I stood up anyway, despite his words.

“I’m pregnant.”

I couldn’t prevent a gasp from leaving my mouth. Yeah, I should have left the room. But Phoenix didn’t react at all. His face never revealed any surprise, and the only movement he made was to flick his eyes over her flat stomach.

“You don’t look six months pregnant to me.”

“I’m not. I’m only two.”

He’d been in prison more than five months. Jessica had said that. I knew that. What I didn’t know was why I cared one way or the other about it being his baby, but I felt horrified for him that he’d been cheated on, and a little bit of relief that he wasn’t the father.

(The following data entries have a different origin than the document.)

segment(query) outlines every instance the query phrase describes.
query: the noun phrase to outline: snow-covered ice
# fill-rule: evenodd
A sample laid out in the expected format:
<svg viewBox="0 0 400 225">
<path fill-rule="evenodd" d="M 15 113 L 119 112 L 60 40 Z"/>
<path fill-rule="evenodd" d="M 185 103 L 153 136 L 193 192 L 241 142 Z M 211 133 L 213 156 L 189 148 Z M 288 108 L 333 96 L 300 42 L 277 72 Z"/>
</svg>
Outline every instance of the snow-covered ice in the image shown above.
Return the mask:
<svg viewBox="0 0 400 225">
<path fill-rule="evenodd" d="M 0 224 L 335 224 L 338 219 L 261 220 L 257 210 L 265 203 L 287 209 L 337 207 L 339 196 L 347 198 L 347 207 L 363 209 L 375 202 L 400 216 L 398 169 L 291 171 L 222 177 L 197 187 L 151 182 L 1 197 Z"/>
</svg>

“Then I don’t need to know that.” Phoenix went and opened the door. “Bye, Angel.”

“Don’t you even want to know what happened?” She looked disappointed. “Who the father is?”

“No. All I wanted was to know for sure that we’re broken up, and we clearly are, so good luck. Lose my number.”

“You’re an asshole,” she said.

I wasn’t sure how he qualified as the jerk in this situation, but I kept my eyes on the canvas as she stomped out the back door, and he slammed it loudly behind her.

“Well, now I guess we’re even,” he said.

I glanced up, curious to see if he was going to rage or look upset. But he didn’t. He looked . . . neutral. “Even how?” I asked.

“Now we both know each other’s personal business.”

I finished my brushstroke. “True. And I’m going to stay out of it, like you did with me.” I just wanted to paint, to lose myself in the wet sound of sliding paint.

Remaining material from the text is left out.